The objective is to create an advanced Content Delivery Network (CDN) supporting medical and research systems that make extensive use of genomic data sets. ARES will implement a pilot project in order to gain a more detailed understanding of network problems relating to a sustainable increase in the use of genome data sets for diagnostic purposes. Suitable management policies for very large sets of big files will be identified, in terms of efficiency, resiliency, scalability, and QoS in a distributed CDN environment. In addition, ARES will make available, for the GÉANT network, suitably designed tools for deploying any CDN services handling large data sets, beyond genomes.

The increasing scientific and societal needs of using genomic data and the parallel development in sequencing technology has made affordable the human genome sequencing on large scale. In the next few years, a lot of applicative and societal fields, including academia, business, and public health, will require an intensive use of the massive information stored in the DNA sequence of the genome of any living body. Access to this information, a typical big data problem, requires redesigning procedures used in sectors such as biology, medicine, food industry, information and communication technology (ICT), and others.

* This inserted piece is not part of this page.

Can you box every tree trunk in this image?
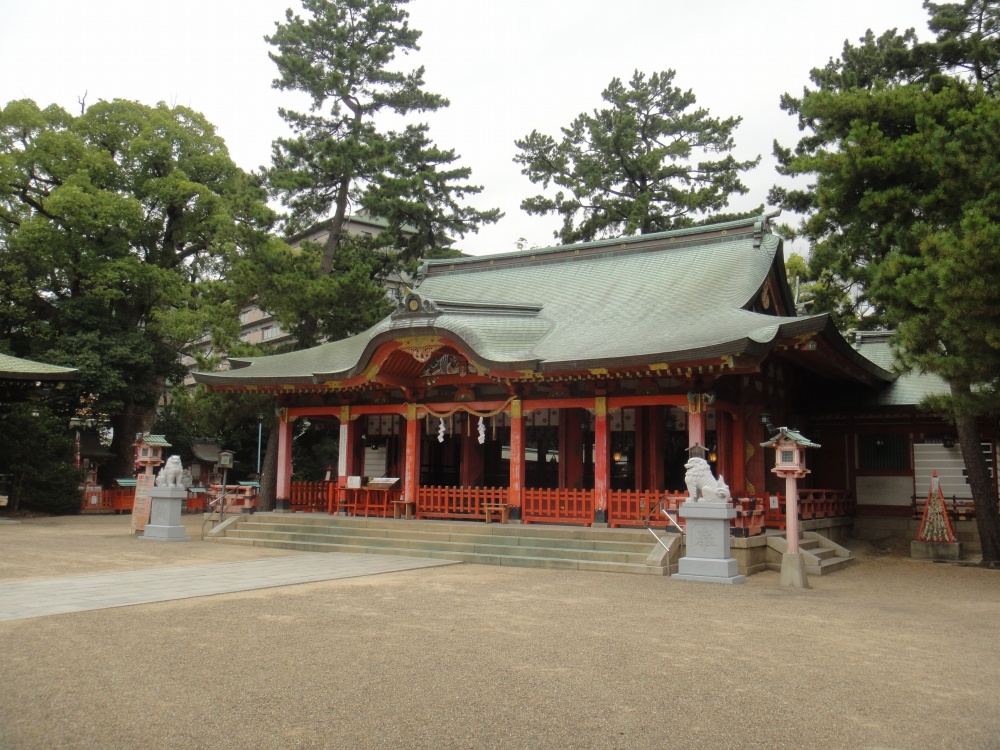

The strategic objective of the project ARES (Advanced networking for the EU genomic RESearch) is to create a novel Content Distribution Network (CDN) architecture supporting medical and research activities making a large use of genomic data.  

 

The main research objectives of ARES are:

  • To gain a deep understanding of network problems relating to a sustainable increase in the use of genomes and relevant annotations for diagnostic and research purposes.
  • To allow extensive use of genomes through the collection of relevant information available on the network for diagnostic purposes.
  • To identify suitable management policies of genomes and annotations, in terms of efficiency, resiliency, scalability, and QoS in a distributed environment using a multi-user CDN approach.
  • To make available the achieved results to extend the service portfolio of the GéANT network with advanced CDN services.

  

The technological pillars over which the ARES project rely are :

  • infrastructure as a service (IaaS) for managing processing of genomic files in data centers with virtual machines (VMs), managed through OpenStack tenants;
  • software as a service (SaaS) for managing the access of end users to the processing platform (web interface);
  • NFV caching modules in routers and in data center VMs, implemented through the NetServ platform;
  • a central orchestration engine, which uses the NSIS signaling to retrieve the status of computing and caching resources. 

  

Steps of the experiments:

  1. A Medical Centre asks for the genomic analysis service. The service determines the genomic annotation files required to execute the processing, which consists of searching for the already known sequences included in genome annotations for potential changes (e.g. mutations) and similar variations.
  2. The service request is done by the Medical Centre though a web-based cloud interface. It triggers on the NetServ Genomic CDN Manager (GCM) a resource discovery procedure based on NSIS signaling on NetServ nodes, which identifies, by solving an associated optimization problem, the set of one or more candidate nodes for executing the genome processing software.
  3. The NetServ GCM triggers a service for transferring the genome processing software over the selected Computing Node/Cluster using the NetServ ActiveCDN service.
  4. The local NetServ Controller bundle triggers the software modules. They are now ready to receive input data.
  5. The Medical Centre sends the patient’s genome data to the Computing Node/Cluster.
  6. The NetServ ActiveCDN service downloads the needed genomic information files from the Public Genome/Annotation data-bases into the Computing Node/Cluster.
  7. The local NetServ Controller triggers the service execution over the Computing Node/Cluster.
  8. The parameters estimates obtained from data processing are returned to the Medical Centre, through the web-based cloud interface. 

  

 

 

The following picture depicts the developed service virtualization architecture. The applications use building blocks to drive all network operations, with the exception of packet transport, which is IP-based. The resulting node architecture, designed for deploying in-network services, is suited for any type of nodes, such as routers, servers, set-top boxes, and user equipment. This architecture is targeted for in-network virtualized service containers and a common execution environment for both packet processing network services and traditional addressable services (e.g. a Web server). It is thus able to eliminate the mentioned dichotomy in service deployment over the Internet and administrators can be provided with a suitable flexibility to optimize resource exploitation. It is currently based on the Linux operating system, and can be installed on the native system or inside a virtual machine. It includes an NSIS-based signaling protocol, used for dynamic discovery of nodes hosting the NetServ service environment, and service modules deployment therein. NSIS is an IETF standard consisting of two layers, NSIS transport layer protocol (NTLP) and NSIS signaling layer protocol (NSLP); the latter contains the specific signaling application logic.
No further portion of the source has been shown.